“Every monster under the bed, slimy thing that crawls out of the sink drain, and beast covered in muck and twigs that comes out of the dark wood at night came from somewhere. Most were born of overactive imaginations of innocent children, but some…some come from events so twisted and arcane that they could only be true. This is one of those stories.”
“Jeez, Molly, laying it on thick aren’t ya?” Josiah Hatch asked, rolling his eyes as his friend narrated into her phone.
Molly Jenkins was a twelve-year-old aspiring documentarian of the macabre. She had drug her best friend Josiah into the woods behind her home in the Great Smoky Mountains of Tennessee in one of their hunts for the dark urban legend told in hushed tones at campfires all around the small town of Fletcher’s Forde. Molly had heard the story of the body in the woods from some friends at school, then later at a campout with some friends from church. Her father had mentioned it offhand once or twice, but never talked about it much.
“Josiah- you’re lucky I was done narratin’ when you interrupted,” Molly said with mock irritation. “I’d’ve had to start all over.”
This was not their first venture into the woods to find the alleged cursed body of a settler who died in the woods centuries before. Nor was Josiah her first partner. She had taken some of her girl friends, but they all got too scared and begged to go back. But Josiah was just as fearless- and determined- as Molly. They both wanted to find the body, and be the first kids in working memory of Fletcher’s Forde to see the corpse and live.
The legend was that if anyone saw the body of ole Slick Bill, the forest would close in on you and you’d die screaming in a supernatural dark- even if it was broad daylight.
Of course, Molly didn’t believe that version. It was ridiculous.
But she did believe the body was a curse on Fletcher’s Forde.

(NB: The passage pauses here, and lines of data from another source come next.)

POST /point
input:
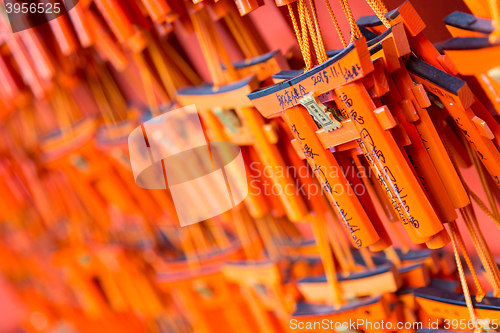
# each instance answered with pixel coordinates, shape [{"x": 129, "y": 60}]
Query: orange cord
[
  {"x": 453, "y": 228},
  {"x": 355, "y": 32},
  {"x": 321, "y": 51},
  {"x": 305, "y": 39},
  {"x": 336, "y": 23}
]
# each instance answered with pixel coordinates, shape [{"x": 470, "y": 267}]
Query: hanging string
[
  {"x": 305, "y": 52},
  {"x": 453, "y": 228},
  {"x": 458, "y": 236},
  {"x": 321, "y": 52},
  {"x": 477, "y": 236},
  {"x": 355, "y": 32},
  {"x": 483, "y": 249},
  {"x": 482, "y": 176},
  {"x": 336, "y": 23},
  {"x": 301, "y": 6}
]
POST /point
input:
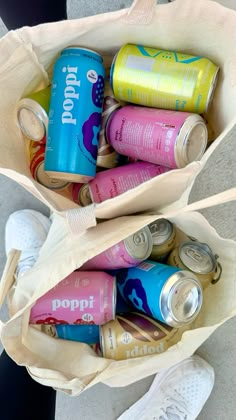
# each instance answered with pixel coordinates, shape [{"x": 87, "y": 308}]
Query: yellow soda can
[{"x": 163, "y": 79}]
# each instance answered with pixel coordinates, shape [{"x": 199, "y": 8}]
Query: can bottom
[{"x": 67, "y": 176}]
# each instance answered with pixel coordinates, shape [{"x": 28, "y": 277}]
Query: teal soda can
[
  {"x": 75, "y": 115},
  {"x": 163, "y": 292},
  {"x": 88, "y": 334}
]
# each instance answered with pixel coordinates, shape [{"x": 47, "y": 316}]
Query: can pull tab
[
  {"x": 194, "y": 255},
  {"x": 159, "y": 228},
  {"x": 139, "y": 238},
  {"x": 218, "y": 272}
]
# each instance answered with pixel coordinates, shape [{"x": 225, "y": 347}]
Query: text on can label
[
  {"x": 70, "y": 94},
  {"x": 73, "y": 304}
]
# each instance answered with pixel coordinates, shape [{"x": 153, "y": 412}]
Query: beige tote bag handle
[
  {"x": 214, "y": 200},
  {"x": 83, "y": 218},
  {"x": 8, "y": 274},
  {"x": 141, "y": 12}
]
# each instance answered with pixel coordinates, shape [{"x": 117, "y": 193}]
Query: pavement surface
[{"x": 102, "y": 402}]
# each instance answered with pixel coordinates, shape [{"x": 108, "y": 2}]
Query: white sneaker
[
  {"x": 178, "y": 393},
  {"x": 26, "y": 230}
]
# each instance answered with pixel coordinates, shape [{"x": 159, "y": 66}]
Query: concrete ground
[{"x": 102, "y": 402}]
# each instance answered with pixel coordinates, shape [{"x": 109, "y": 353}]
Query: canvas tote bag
[
  {"x": 72, "y": 366},
  {"x": 26, "y": 62},
  {"x": 29, "y": 53}
]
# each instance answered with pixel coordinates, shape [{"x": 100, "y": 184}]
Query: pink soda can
[
  {"x": 116, "y": 181},
  {"x": 127, "y": 253},
  {"x": 81, "y": 298},
  {"x": 169, "y": 138}
]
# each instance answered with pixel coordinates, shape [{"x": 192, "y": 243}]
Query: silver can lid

Molly wanted to prove this dark artifact was not only real, but that a girl could be the one to find it. And Molly had other reasons, too. She feared the curse was real, and that it was on her family in particular.
“You really think this body is out here?” Josiah asked, swatting a low hanging twig out of his eyeline.
“I do,” Molly answered. She offered nothing else. She didn’t want to talk about it, but she was also just focused on finding her subject. She and Josiah were deeper into the woods than they had ever been, and Molly knew it because the last of the red markers she had stuck in trees to mark her progress had been seen fifteen minutes earlier. And the terrain was going up and getting rockier- all signs that they were drawing close to the alleged grave site.
It was late summer, school was starting back up the next week. That meant that her dad was working late at the school to get ready for students. He was a history teacher at the high school- which was connected to the junior high where Molly and Josiah would attend that fall. Just as her father had attended when he was a kid. And his father before him. Molly was the latest in a long line of Jenkins, and before it was Jenkins, it was the Walkers- a founding family of the Forde.
As the sun began to sink lower, a twinkling effect began to move through the pine trees, and the shadows were growing darker. Both kids checked their flashlights, as their adrenaline began to flow more freely. Not only was it getting dark, they were- they assumed- close to an actual dead body. Molly kept placing new red markers so she and Josiah could find their way out- and so she could pick up where she left off if they didn’t find their quarry.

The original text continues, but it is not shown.